Она на минуту исчезла из парикмахерской и тут же снова вторглась обратно, почти неся на руках тщедушного Дрыжика. Парикмахер барахтался, дотягиваясь носками до пола.

- Состояние моего здоровья вас не касается, Олимпиада Гавриловна! - шипел он.- Меня тоже прошу не касаться, тем более публично.

Тетя Липа бережно поставила его на пол.

- Культурную . вы, кажется, должность занимаете, Адриан Онисимович, а в натуре у вас тонкости вот ни на столько! Ну и болейте, себе на здоровье! - И, махнув рукой, она рванулась из парикмахерской, двинув на ходу стул, который отлетел от нее далеко в сторону и еще скользил некоторое время по паркету, вертясь.

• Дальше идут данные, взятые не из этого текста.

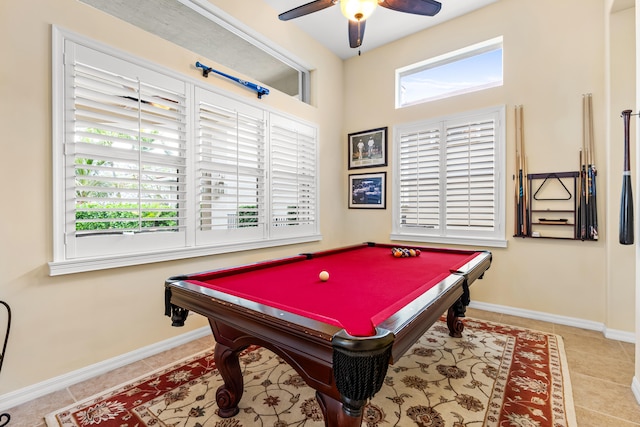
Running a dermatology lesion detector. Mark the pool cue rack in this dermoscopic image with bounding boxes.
[524,171,580,240]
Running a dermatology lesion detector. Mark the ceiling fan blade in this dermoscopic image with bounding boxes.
[349,19,366,47]
[278,0,338,21]
[378,0,442,16]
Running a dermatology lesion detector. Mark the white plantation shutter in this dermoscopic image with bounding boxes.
[399,128,440,229]
[270,114,317,235]
[196,90,267,243]
[64,42,186,257]
[393,108,504,241]
[445,119,496,230]
[49,28,320,275]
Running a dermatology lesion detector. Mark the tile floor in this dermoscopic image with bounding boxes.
[1,309,640,427]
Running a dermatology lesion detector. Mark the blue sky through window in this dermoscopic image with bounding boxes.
[400,47,502,106]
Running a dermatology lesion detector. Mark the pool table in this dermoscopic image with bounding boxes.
[165,243,491,427]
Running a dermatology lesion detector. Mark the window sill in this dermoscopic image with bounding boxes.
[49,234,322,276]
[390,233,507,248]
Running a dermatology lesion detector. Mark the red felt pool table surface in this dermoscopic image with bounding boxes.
[186,245,482,336]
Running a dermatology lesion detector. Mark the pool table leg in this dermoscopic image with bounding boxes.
[214,343,244,418]
[316,391,362,427]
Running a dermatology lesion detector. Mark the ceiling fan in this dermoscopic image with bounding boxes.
[278,0,442,48]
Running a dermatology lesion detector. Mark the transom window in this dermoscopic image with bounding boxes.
[392,107,506,246]
[50,29,319,275]
[396,37,502,108]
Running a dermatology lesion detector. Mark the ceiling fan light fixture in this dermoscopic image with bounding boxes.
[340,0,378,22]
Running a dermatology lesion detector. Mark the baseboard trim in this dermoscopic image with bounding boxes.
[469,301,636,344]
[0,326,211,412]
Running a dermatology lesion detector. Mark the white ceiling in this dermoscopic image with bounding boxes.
[264,0,498,59]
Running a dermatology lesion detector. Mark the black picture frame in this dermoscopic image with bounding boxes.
[349,172,387,209]
[347,127,387,169]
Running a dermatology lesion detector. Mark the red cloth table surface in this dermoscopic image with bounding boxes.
[186,245,478,336]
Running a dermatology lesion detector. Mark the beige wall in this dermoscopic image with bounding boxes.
[0,0,634,402]
[0,0,345,395]
[606,0,636,329]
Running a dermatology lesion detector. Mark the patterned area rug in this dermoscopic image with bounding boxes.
[46,318,576,427]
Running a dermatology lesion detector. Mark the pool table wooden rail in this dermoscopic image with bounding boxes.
[165,244,491,427]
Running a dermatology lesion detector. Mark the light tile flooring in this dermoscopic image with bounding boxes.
[7,309,640,427]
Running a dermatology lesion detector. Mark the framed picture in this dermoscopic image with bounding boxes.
[348,127,387,169]
[349,172,387,209]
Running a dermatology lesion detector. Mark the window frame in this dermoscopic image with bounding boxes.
[395,36,504,109]
[49,26,321,276]
[390,105,507,247]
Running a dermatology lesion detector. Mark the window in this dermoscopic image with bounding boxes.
[80,0,310,103]
[392,107,506,246]
[396,37,502,108]
[50,29,319,275]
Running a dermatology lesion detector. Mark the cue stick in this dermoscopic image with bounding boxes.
[515,105,524,236]
[620,110,634,245]
[587,93,598,240]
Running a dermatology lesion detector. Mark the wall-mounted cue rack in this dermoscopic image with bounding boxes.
[527,172,580,239]
[514,171,595,240]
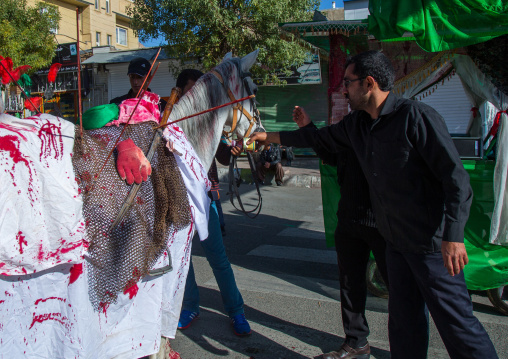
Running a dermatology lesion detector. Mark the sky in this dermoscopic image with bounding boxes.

- Супруга? - деликатно осведомился Чудинов.

Парикмахер махнул на него салфеткой:.

- Так просто, пристрастная почитательница. Веснушки я ей вывел, с того и пошло. А крема на нее вы знаете сколько требуется? - В сердцах он сдернул с Чудинова простыню.- Процедура вся. Крему не прихватите?

- Благодарю покорно, не требуется.- Чудинов, поглаживая выбритую физиономию, посмотрелся в зеркало.- Ну, теперь могу явиться пред грозные очи начальства. Управление строительства напротив?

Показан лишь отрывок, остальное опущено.